И за это большое спасибо замечательному режиссеру Александру Прошкину. Автор «Холодного лета пятьдесят третьего», «Русского бунта», «Доктора Живаго» показал свой новый фильм — экранизацию одноименного романа Фридриха Горенштейна «Искупление».

Простая история. Предательство и искупление. Время — 1946 год — диктует свои нормы поведения комсомолке (молодая актриса «Современника» Виктория Романенко), для которой поступок Павлика Морозова — норма. Обиделась на мать (Татьяна Яковенко) за то, что та забыла погибшего геройски на фронте мужа и »крутит» с хромым «культурником» (Андрей Панин). И написала «куда надо» заявление, что мать кормит ее продуктами, вынесенными с работы — из милицейской столовой. И никто зла на нее не держит: ни мать, ни ее друг. Хотя мать тут же сажают. Время такое. И повзрослеть — понять свой поступок, понять, что не »Сталин думает за нас», а отвечать за свои поступки и свою жизнь надо самой, поможет только любовь. Простая история, близкая нам, родившимся в СССР, — станет ли она интересна нынешним ровесникам героев «Исповеди», что поймет в ней «поколение попкорна»? Об этом мы поговорили с Александром Прошкиным сразу же после премьеры.

— Александр Анатольевич, начну с главного: вы считаете, что искупление предательства возможно только такой ценой — потерей любимого человека, которого тоже предали? Донос за донос? Кровь за кровь?

— Никто не может дать рецепт искупления. Но так получается, что вне любви рождается преступление. Любовь, мне кажется, — это единственная панацея в нашей жизни. Люди выживают в этой истории, только вцепившись друг в друга. Не случайно в финале мы видим троих детей. (У главных героинь: дочери, матери и той, кого она приютила в своем доме, — рождается по ребенку. — Е.А.)

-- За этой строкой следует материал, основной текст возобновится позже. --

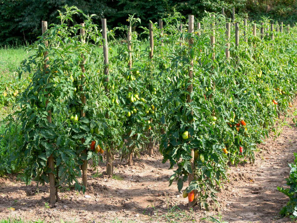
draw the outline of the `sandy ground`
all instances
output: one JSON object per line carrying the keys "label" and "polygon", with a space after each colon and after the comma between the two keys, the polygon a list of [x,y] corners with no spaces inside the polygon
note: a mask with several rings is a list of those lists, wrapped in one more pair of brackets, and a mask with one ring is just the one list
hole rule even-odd
{"label": "sandy ground", "polygon": [[[200,219],[206,215],[217,215],[229,222],[290,222],[279,216],[288,199],[277,187],[285,185],[288,164],[297,152],[297,129],[292,113],[296,107],[295,104],[287,118],[287,125],[280,127],[279,136],[275,139],[271,135],[259,145],[254,164],[230,167],[229,182],[217,194],[220,205],[213,205],[209,212],[198,207],[189,209],[187,198],[182,198],[176,185],[168,186],[173,171],[168,169],[169,164],[162,163],[162,157],[157,152],[151,157],[144,152],[132,167],[116,159],[116,179],[97,174],[105,170],[103,164],[97,169],[89,169],[89,186],[85,195],[90,198],[65,188],[59,191],[61,200],[49,206],[46,204],[47,185],[37,191],[34,182],[26,186],[16,175],[0,178],[0,219],[20,216],[46,222],[110,222],[117,219],[123,222],[204,222]],[[8,209],[10,207],[14,210]]]}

— Почему все-таки вы именно сейчас взялись за »Искупление», за эту сложную тему, за трудное для экранного воплощения время?

— Все, что я делаю, связано единой цепочкой. Это попытка понять генезис нации — что с нами происходит. Мне кажется, что все эти 80 с лишним лет чудовищного эксперимента деформировали национальный характер. Притом все нынешние события, которые молодежь воспринимает как новые, я ощущаю как дежа вю. И, мне кажется, пока мы не разберемся с тем, что с нами произошло в XX веке и что за государство мы создали, пока мы не вынесем вердикт по этому поводу, все время будем пребывать в состоянии вялотекущей гражданской войны. Все время будем ругаться, не иметь ясной цели, не видеть перспективы и все время делать шаг вперед, а следом — шаг назад. Мы сейчас стоим одной ногой в прошлом, а другой пытаемся шагнуть неведомо куда. И если мы не разберемся с этим, не договоримся между собой, мы просто исчезнем с карты мира как страна. Периодически в нас разгуливается азиатская жестокость, неприязнь. И задача искусства, мне кажется, умиротворять…

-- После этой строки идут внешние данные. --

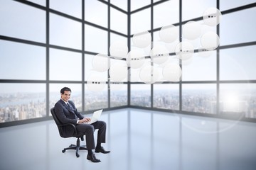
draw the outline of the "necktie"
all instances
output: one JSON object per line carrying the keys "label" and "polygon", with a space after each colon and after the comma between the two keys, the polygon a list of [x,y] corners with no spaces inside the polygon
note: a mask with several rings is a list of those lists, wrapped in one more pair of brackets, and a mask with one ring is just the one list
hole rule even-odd
{"label": "necktie", "polygon": [[73,110],[73,107],[71,106],[71,105],[70,105],[68,103],[67,103],[67,105],[68,105],[68,108],[69,108],[70,109],[71,109],[72,110]]}

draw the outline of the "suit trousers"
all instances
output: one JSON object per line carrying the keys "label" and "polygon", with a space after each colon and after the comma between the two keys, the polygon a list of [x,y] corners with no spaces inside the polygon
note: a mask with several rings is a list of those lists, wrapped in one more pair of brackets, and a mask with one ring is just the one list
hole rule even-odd
{"label": "suit trousers", "polygon": [[97,143],[105,143],[107,125],[104,121],[98,120],[92,124],[81,123],[76,125],[79,132],[85,134],[86,147],[88,150],[95,149],[94,138],[95,130],[98,130]]}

— Показывать свет в конце тоннеля?

— Не то чтобы свет… Но я никогда не снимаю картин про негодяев. Меня их проблемы не интересуют. Так же, как социальные, политически задиристые вещи. Это не задача искусства — это тема журналистики, публицистики. Задача искусства — показать, что всегда есть некий нравственный выход. Что человек многослоен, сложен по своей природе и рождается все-таки для того, чтобы быть счастливым…

И вы знаете, есть несколько теорий, почему случилась эта страшная война — Великая Отечественная. Такое на пустом месте не возникает. Мы совершили страшное предательство самих себя прежде всего. Народ, который почти тысячу лет исповедовал христианство, в одночасье все порушил, смел, предал своих пастырей. Искупление, конечно, должно быть… Власть сейчас приватизировала Победу и говорит не о войне, а о Победе — с фанфарами, со знаменами, с парадами. Как будто у Победы нет цены — 27 миллионов погибших. И фанфары приучают новое поколение к тому, что война — это что-то бодрое, героическое, веселое…

— Как сказала молодая героиня фильма Михаила Сегала «Рассказы», который мы здесь посмотрели: «Я знаю, немцы дошли до »Икеи»!» Вы со своими молодыми актерами говорили об этом? Как они готовились к роли, как погружались в эпоху? Или вам было важнее внешнее их совпадение?

— Мне важно личностное совпадение. Риналь Мухаметов — еще студент, учится у Кирилла Серебренникова. Это мальчик из деревни под Казанью, чистый, без суеты, парень. Я ему начал рассказывать про сцены раскопок тайных захоронений его родителей по сюжету: как это страшно и как это одновременно трудно — ночью, на морозе. А он говорит: «Я знаю, мы зимой папу хоронили». Его папа — шахтер, случайно разбился на машине… Столичному тусовщику, который не несет в себе запах этой жизни, было б сложно сыграть такое.

А в общем, у нынешнего поколения те же проблемы, что были у наших героев, только на пародийном уровне. Сегодняшние красавицы требуют от родителей машины, дорогие тряпки. Я рос в то время. И помню свои ощущения, когда я увидел мальчика, который ел яблоко, на которое у меня денег не было. И я до сих пор не ем белого хлеба, потому что в Ленинграде, где я родился и жил, он появился году в 47–48-м. А был только черный — поэтому только в Питере белый хлеб называется «булка». И как я к белому с детства не привык, так и не смог потом есть…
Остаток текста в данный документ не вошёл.